Enabling global metric enables the capture of kdb+ memory stats.

metric name type description
memory_usage_bytes gauge Current memory usage
memory_heap_bytes gauge Heap memory
memory_heap_peak_bytes gauge Maximum heap size so far
memory_heap_limit_bytes gauge Memory limit heap
memory_mapped_bytes gauge Mapped memory
memory_physical_bytes gauge Physical memory
kdb_syms_total gauge Number of symbols
kdb_syms_memory_bytes gauge memory use of symbols

memory_usage_bytes

This gauge metric reports the current memory usage in bytes of the component container. Output is taken from .Q.w[].

q) .Q.w[]`used
memory_usage_bytes{service="component"}  1010128

memory_heap_bytes

This gauge metric reports the memory available in the heap in bytes for the component container.

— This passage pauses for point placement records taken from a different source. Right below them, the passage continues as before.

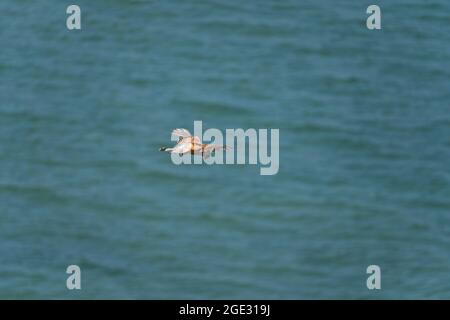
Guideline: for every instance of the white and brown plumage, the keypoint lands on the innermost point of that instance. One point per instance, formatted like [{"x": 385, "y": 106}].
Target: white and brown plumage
[{"x": 188, "y": 143}]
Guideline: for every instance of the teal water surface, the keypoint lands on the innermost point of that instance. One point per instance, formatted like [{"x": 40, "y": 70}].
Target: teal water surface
[{"x": 364, "y": 119}]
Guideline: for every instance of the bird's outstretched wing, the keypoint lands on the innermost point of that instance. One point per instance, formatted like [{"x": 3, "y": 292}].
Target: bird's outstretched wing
[
  {"x": 210, "y": 148},
  {"x": 182, "y": 148},
  {"x": 182, "y": 133}
]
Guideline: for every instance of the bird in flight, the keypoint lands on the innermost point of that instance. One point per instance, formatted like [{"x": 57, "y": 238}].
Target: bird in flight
[{"x": 187, "y": 143}]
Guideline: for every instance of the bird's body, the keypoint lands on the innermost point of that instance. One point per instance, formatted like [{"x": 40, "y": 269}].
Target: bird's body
[{"x": 188, "y": 143}]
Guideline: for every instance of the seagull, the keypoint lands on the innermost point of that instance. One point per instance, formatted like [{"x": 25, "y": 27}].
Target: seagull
[{"x": 187, "y": 143}]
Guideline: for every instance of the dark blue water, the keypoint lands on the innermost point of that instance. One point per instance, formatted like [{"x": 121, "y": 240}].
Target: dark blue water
[{"x": 364, "y": 119}]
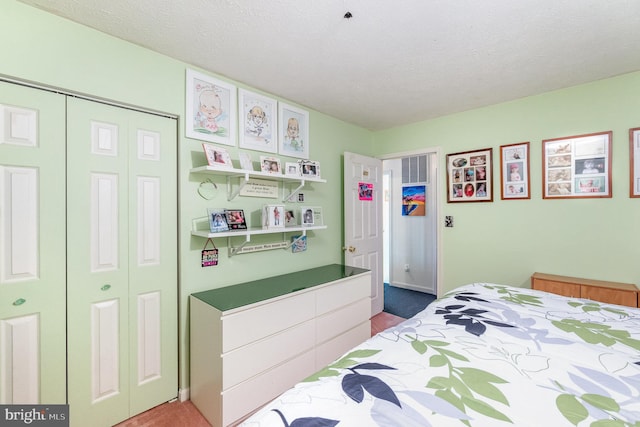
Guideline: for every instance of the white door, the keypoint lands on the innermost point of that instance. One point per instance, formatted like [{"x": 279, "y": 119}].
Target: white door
[
  {"x": 32, "y": 246},
  {"x": 363, "y": 220},
  {"x": 122, "y": 269}
]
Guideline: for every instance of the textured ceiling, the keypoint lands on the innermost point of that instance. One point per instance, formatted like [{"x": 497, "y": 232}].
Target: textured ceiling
[{"x": 393, "y": 62}]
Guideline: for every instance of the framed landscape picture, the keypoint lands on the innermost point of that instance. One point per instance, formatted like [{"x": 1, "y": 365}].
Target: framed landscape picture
[
  {"x": 210, "y": 109},
  {"x": 577, "y": 166}
]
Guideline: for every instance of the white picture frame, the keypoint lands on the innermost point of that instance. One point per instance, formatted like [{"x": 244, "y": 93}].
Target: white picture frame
[
  {"x": 270, "y": 165},
  {"x": 210, "y": 110},
  {"x": 258, "y": 122},
  {"x": 293, "y": 131},
  {"x": 273, "y": 217},
  {"x": 309, "y": 168},
  {"x": 217, "y": 157},
  {"x": 292, "y": 169}
]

Output is taken from .Q.w[].

.Q.w[]`heap
memory_heap_bytes{service="component"}  67108860

memory_heap_peak_bytes

This gauge metric reports the maximum heap size so far in bytes for the component container. Output is taken from .Q.w[].

.Q.w[]`peak
memory_heap_peak_bytes{service="component"}  67108860

memory_heap_limit_bytes

This gauge metric reports the memory limit heap in bytes for the component container as set by -w.

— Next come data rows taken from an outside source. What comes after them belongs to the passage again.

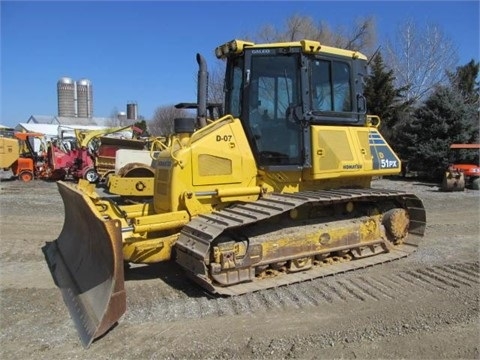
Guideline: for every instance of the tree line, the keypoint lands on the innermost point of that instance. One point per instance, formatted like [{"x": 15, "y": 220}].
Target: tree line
[{"x": 426, "y": 102}]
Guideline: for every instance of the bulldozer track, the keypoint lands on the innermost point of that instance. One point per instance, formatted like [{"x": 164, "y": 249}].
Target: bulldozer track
[
  {"x": 204, "y": 230},
  {"x": 343, "y": 288}
]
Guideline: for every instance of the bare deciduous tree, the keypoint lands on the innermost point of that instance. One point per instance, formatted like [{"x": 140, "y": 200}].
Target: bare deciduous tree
[
  {"x": 162, "y": 121},
  {"x": 420, "y": 58},
  {"x": 361, "y": 36}
]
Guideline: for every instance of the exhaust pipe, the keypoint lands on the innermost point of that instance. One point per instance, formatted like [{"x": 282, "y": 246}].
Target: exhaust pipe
[{"x": 202, "y": 91}]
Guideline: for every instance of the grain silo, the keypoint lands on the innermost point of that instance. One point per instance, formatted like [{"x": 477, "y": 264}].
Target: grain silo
[
  {"x": 132, "y": 111},
  {"x": 84, "y": 98},
  {"x": 66, "y": 97}
]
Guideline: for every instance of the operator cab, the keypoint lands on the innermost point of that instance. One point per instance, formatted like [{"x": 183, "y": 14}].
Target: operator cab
[{"x": 279, "y": 91}]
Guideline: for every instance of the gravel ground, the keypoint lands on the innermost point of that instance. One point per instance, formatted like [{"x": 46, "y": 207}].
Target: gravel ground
[{"x": 425, "y": 306}]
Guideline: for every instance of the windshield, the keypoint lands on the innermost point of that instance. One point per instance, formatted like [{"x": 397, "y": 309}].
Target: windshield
[
  {"x": 272, "y": 89},
  {"x": 331, "y": 86}
]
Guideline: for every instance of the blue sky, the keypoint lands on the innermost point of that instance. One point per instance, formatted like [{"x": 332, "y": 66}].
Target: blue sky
[{"x": 145, "y": 51}]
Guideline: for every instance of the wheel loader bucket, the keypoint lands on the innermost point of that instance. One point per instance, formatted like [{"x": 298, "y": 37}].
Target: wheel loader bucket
[{"x": 86, "y": 263}]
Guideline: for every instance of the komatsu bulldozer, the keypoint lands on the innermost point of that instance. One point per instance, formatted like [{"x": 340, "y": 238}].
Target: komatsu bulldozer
[{"x": 275, "y": 191}]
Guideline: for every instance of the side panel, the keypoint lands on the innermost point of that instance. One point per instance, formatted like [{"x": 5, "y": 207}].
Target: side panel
[
  {"x": 215, "y": 158},
  {"x": 9, "y": 151},
  {"x": 350, "y": 151}
]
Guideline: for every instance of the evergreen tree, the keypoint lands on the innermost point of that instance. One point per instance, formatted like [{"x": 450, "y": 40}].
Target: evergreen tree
[
  {"x": 444, "y": 119},
  {"x": 383, "y": 99},
  {"x": 465, "y": 81}
]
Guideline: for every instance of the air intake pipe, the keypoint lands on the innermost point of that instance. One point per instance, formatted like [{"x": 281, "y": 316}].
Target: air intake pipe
[{"x": 202, "y": 91}]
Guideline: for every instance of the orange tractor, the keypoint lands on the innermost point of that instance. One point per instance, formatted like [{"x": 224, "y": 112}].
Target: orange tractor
[{"x": 18, "y": 155}]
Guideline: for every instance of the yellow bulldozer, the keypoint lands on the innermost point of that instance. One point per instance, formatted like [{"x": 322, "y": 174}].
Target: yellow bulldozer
[{"x": 275, "y": 191}]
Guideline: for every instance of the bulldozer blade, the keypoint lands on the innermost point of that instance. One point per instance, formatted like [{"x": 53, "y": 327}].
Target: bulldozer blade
[{"x": 86, "y": 263}]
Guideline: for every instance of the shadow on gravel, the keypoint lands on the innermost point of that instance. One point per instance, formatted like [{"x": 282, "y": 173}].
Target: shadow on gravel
[
  {"x": 169, "y": 272},
  {"x": 415, "y": 181}
]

Output is taken from .Q.w[]

.Q.w[]`wmax
memory_heap_limit_bytes{service="component"}  0

memory_mapped_bytes

This gauge metric reports the mapped memory in bytes for the component container.

Output is taken from .Q.w[]

.Q.w[]`mmap
memory_mapped_bytes{service="component"}   0

memory_physical_bytes

This gauge metric reports the physical memory available in bytes for the component container.

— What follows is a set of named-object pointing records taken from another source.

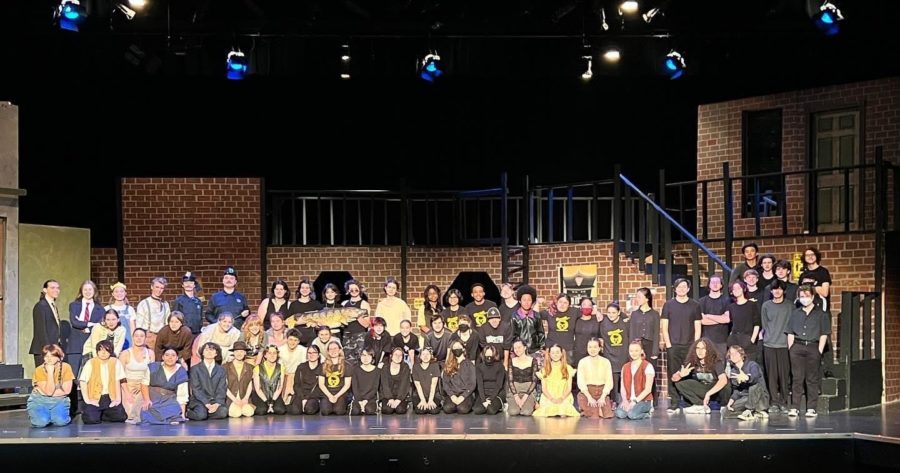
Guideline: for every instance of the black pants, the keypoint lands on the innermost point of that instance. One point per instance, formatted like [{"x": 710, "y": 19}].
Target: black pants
[
  {"x": 496, "y": 406},
  {"x": 805, "y": 360},
  {"x": 778, "y": 374},
  {"x": 339, "y": 408},
  {"x": 464, "y": 407},
  {"x": 435, "y": 411},
  {"x": 297, "y": 407},
  {"x": 647, "y": 345},
  {"x": 104, "y": 413},
  {"x": 694, "y": 391},
  {"x": 198, "y": 411},
  {"x": 400, "y": 409},
  {"x": 262, "y": 407},
  {"x": 357, "y": 410},
  {"x": 676, "y": 356}
]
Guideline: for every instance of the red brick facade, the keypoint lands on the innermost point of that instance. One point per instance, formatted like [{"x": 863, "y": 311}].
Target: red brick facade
[{"x": 719, "y": 140}]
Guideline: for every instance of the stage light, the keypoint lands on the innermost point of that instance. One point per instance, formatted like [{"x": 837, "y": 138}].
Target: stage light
[
  {"x": 430, "y": 67},
  {"x": 674, "y": 65},
  {"x": 345, "y": 61},
  {"x": 71, "y": 14},
  {"x": 828, "y": 18},
  {"x": 629, "y": 7},
  {"x": 648, "y": 17},
  {"x": 612, "y": 55},
  {"x": 237, "y": 65}
]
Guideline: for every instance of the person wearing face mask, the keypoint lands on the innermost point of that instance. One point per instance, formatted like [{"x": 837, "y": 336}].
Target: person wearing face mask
[
  {"x": 306, "y": 385},
  {"x": 561, "y": 325},
  {"x": 490, "y": 381},
  {"x": 614, "y": 335},
  {"x": 497, "y": 333},
  {"x": 223, "y": 333},
  {"x": 230, "y": 300},
  {"x": 715, "y": 317},
  {"x": 379, "y": 341},
  {"x": 508, "y": 303},
  {"x": 467, "y": 336},
  {"x": 438, "y": 340},
  {"x": 459, "y": 381},
  {"x": 808, "y": 332},
  {"x": 595, "y": 383},
  {"x": 680, "y": 322},
  {"x": 477, "y": 309}
]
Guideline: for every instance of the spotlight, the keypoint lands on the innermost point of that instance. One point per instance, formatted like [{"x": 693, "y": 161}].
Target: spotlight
[
  {"x": 237, "y": 65},
  {"x": 674, "y": 65},
  {"x": 430, "y": 68},
  {"x": 71, "y": 14},
  {"x": 345, "y": 61},
  {"x": 827, "y": 18},
  {"x": 629, "y": 7},
  {"x": 612, "y": 55},
  {"x": 648, "y": 17}
]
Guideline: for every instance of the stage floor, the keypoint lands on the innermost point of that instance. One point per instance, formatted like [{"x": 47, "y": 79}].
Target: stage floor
[{"x": 879, "y": 424}]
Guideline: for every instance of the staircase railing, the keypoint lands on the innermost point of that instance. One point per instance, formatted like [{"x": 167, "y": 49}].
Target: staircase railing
[{"x": 654, "y": 224}]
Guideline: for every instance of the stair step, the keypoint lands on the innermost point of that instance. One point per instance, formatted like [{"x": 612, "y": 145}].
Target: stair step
[
  {"x": 13, "y": 400},
  {"x": 834, "y": 387},
  {"x": 831, "y": 404}
]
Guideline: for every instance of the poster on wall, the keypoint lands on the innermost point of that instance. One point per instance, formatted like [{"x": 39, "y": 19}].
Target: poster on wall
[{"x": 578, "y": 281}]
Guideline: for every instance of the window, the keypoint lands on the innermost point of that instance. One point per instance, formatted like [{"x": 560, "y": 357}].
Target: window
[{"x": 762, "y": 155}]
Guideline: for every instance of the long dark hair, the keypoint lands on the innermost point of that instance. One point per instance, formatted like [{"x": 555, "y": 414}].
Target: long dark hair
[{"x": 711, "y": 358}]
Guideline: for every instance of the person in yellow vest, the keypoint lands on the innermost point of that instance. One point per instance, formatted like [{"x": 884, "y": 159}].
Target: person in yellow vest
[{"x": 101, "y": 386}]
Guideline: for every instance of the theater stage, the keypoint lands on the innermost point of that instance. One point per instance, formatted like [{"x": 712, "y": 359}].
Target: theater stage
[{"x": 865, "y": 440}]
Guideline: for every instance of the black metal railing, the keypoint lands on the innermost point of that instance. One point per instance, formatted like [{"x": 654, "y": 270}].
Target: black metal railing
[{"x": 654, "y": 238}]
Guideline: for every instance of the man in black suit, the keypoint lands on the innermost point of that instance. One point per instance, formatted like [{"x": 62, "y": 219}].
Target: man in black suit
[{"x": 45, "y": 316}]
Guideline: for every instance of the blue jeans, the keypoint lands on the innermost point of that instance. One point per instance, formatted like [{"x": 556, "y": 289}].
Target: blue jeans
[
  {"x": 640, "y": 410},
  {"x": 46, "y": 410}
]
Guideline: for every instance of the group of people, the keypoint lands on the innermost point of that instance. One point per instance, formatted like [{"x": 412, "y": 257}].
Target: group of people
[{"x": 164, "y": 363}]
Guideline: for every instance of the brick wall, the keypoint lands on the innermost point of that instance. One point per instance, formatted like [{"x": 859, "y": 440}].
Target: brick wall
[
  {"x": 891, "y": 321},
  {"x": 104, "y": 269},
  {"x": 719, "y": 140},
  {"x": 173, "y": 225}
]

Output is taken from .Q.w[]

.Q.w[]`mphy
memory_physical_bytes{service="component"}  16788270000

kdb_syms_total

This gauge metric reports the number of symbols for the component container.

Output is taken from .Q.w[]

q) .Q.w[]`syms
kdb_syms_total{service="component"}   2150

kdb_syms_memory_bytes

This gauge metric reports the memory use of symbols in bytes for the component container.

Output is taken from .Q.w[]

q) .Q.w[]`symw
kdb_syms_memory_bytes{service="component"}  106648

.z Handler Metrics

Each component is able to generate metrics from the .z.* handlers, these are enabled by setting the relevant field true under the metrics.handler object in your values file. See details here.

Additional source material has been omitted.